One common sentiment is that today’s kids are so much worse than generations past. Have you noticed a decline in behavior among teens, both in the ten years that you’ve been practicing and also in comparison with your own youth?
No, I don’t think kids these days are any different than kids when I was a teenager. I think parents are different, and cultural expectations are different, and the way we teach kids and supervise is different. For example, teenagers now have been supervised more heavily. When I was a kid, I’m not going to say I walked up the hill both ways in the snow, but I walked a mile to school with my siblings, unsupervised. That was common and people weren’t scared about doing that. Now most kids spend most of their time directly in contact with adults who supervise them. That changes how they behave and how they relate to adults but I don’t think kids themselves are inherently different.
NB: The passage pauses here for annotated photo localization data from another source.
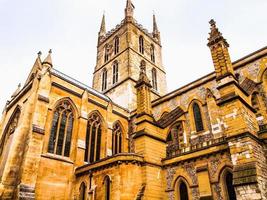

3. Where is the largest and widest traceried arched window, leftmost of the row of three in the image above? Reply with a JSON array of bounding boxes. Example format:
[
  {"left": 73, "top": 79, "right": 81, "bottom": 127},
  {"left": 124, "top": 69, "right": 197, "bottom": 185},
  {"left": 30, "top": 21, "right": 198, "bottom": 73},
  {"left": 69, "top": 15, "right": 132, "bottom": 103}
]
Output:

It’s just that when you change the soil, the plant looks a little different.
In your mind, there are more restrictions on kids now?
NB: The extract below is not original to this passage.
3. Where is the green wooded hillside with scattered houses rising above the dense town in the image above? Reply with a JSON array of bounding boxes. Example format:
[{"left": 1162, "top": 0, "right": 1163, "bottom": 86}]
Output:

There’s more supervision; I don’t know if it’s restrictive. When I was a kid, there was a lot more time that kids played with other kids and adults weren’t overseeing them. Maybe the parents now are overseeing kids and really letting them do a lot of things, but the parents are there. That wasn’t the case a generation ago.
So there’s less independence.
You have a lot less independence. They talk about entitlements. 20-year-olds are now going into the work place, being difficult or wanting their hand held. A lot of those differences come directly out of always being supervised.
FK – If children are raised to be children that’s what they’ll be.